The beta reduction from lambda calculus is easy to be understood as the command
let x=B in A
It corresponds to the term (Lx.A)B which reduces to A[x=B], i.e to the term A where all instances of x have been replaced by B.
(by an algorithm which is left to be added, there are many choices among them!)
In Christopher P. Wadsworth, Semantics and Pragmatics of the Lambda Calculus , DPhil thesis, Oxford, 1971, and later John Lamping, An algorithm for optimal lambda calculus reduction, POPL ’90 Proceedings of the 17th ACM SIGPLAN-SIGACT symposium on Principles of programming languages, p. 16-30, there are proposals to replace the beta rule by a graph rewrite on the syntactic tree of the term.
These proposals opened many research paths, related to call by name strategies of evaluations, and of course going to the Interaction Nets.
The beta rule, as seen on the syntactic tree of a term, is a graph rewrite which is simple, but the context of application of it is complex, if one tries to stay in the real of syntactic trees (or that of some graphs which are associated to lambda terms).
This is one example of blindness caused by semantics.
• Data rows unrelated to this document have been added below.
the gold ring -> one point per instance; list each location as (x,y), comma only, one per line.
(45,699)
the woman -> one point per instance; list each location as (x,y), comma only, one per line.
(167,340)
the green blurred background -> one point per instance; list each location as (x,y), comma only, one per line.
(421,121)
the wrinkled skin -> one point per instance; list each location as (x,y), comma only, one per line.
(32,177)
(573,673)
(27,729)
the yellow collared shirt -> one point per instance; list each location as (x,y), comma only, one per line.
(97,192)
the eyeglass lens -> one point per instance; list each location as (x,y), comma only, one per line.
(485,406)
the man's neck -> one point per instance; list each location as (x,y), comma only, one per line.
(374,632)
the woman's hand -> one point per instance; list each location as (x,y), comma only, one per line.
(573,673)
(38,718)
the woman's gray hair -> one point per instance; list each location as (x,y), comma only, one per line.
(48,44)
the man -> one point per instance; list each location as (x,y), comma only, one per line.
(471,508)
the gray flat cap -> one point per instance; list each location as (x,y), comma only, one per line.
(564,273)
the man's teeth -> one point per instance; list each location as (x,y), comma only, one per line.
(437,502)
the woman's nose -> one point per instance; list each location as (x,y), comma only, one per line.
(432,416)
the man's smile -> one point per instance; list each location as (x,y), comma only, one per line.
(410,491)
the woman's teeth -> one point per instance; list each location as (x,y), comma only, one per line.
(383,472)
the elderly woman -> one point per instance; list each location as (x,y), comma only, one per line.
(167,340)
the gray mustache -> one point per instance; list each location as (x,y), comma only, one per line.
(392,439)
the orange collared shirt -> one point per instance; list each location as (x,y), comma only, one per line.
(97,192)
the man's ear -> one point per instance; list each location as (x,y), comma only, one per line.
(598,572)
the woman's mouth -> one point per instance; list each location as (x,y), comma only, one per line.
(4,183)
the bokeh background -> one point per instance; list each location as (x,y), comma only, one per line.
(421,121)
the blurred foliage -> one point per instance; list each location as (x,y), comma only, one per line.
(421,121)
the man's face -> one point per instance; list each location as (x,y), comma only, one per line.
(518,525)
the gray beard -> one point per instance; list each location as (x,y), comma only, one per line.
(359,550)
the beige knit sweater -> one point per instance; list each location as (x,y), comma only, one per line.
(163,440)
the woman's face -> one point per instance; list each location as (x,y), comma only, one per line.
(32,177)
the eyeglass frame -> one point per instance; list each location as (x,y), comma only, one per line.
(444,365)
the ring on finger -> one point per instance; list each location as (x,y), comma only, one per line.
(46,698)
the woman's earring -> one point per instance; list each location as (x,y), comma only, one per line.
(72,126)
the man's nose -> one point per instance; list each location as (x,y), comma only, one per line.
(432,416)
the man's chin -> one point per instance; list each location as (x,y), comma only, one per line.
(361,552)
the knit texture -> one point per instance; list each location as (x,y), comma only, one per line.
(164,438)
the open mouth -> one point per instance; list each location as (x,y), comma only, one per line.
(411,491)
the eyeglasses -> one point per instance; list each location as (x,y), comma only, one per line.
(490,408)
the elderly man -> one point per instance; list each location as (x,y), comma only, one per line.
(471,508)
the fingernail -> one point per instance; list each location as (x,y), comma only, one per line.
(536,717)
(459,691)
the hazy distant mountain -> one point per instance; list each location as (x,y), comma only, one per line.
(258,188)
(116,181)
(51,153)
Of course that it is very difficult to conceive strategies of applications of this local rule (it involves only two nodes and 5 edges) so that the graph after the rewrite has a global property (means a lambda term).
But a whole world is missed this way!
In chemlambda the rewrite is called BETA or A-L.
see the list of rewrites
In mol notation this rewrite is
L 1 2 c , A c 3 4 – – > Arrow 1 4 , Arrow 3 2
(and then is the turn of COMB rewrite to eliminate the arrow elements, if possible)
As 1, 2, 3, 4, c are only port variables in chemlambda, let’s use other:
L A x in , A in B let – – > Arrow A let , Arrow B x
So if we interpret Arrow (via the COMB rewrite) as meaning “=”, we get to the conclusion that
let x=B in A
is in chemlambda
L A x in
A in B let
Nice. it almost verbatim the same thing. Remark that the command”let” appears as a port variable too.
Visually the rewrite/command is this:
The price is that even if we start with a graph which is related to a lambda term, after performing such careless rewrites we get out of the realm of lambda terms.
But there is a more subtle difference: the nodes of the graphs are not gates and the edges are not wires which carry signals.
The reduction works well for many fundamental examples,
by a simple combination of the beta rewrite and those rewrites from the DIST family I wrote about in the post about duplicating trees.
So, we get out of lambda calculus, what’s wrong with that? Nothing, actually, it turns out that the world outside lambda, but in chemlambda, has very interesting features. Nobody explored them, that is why is so hard to discuss about that without falling into one’s preconceptions (has to be functional programming, has to be lambda calculus, has to be a language, has to have a global semantics).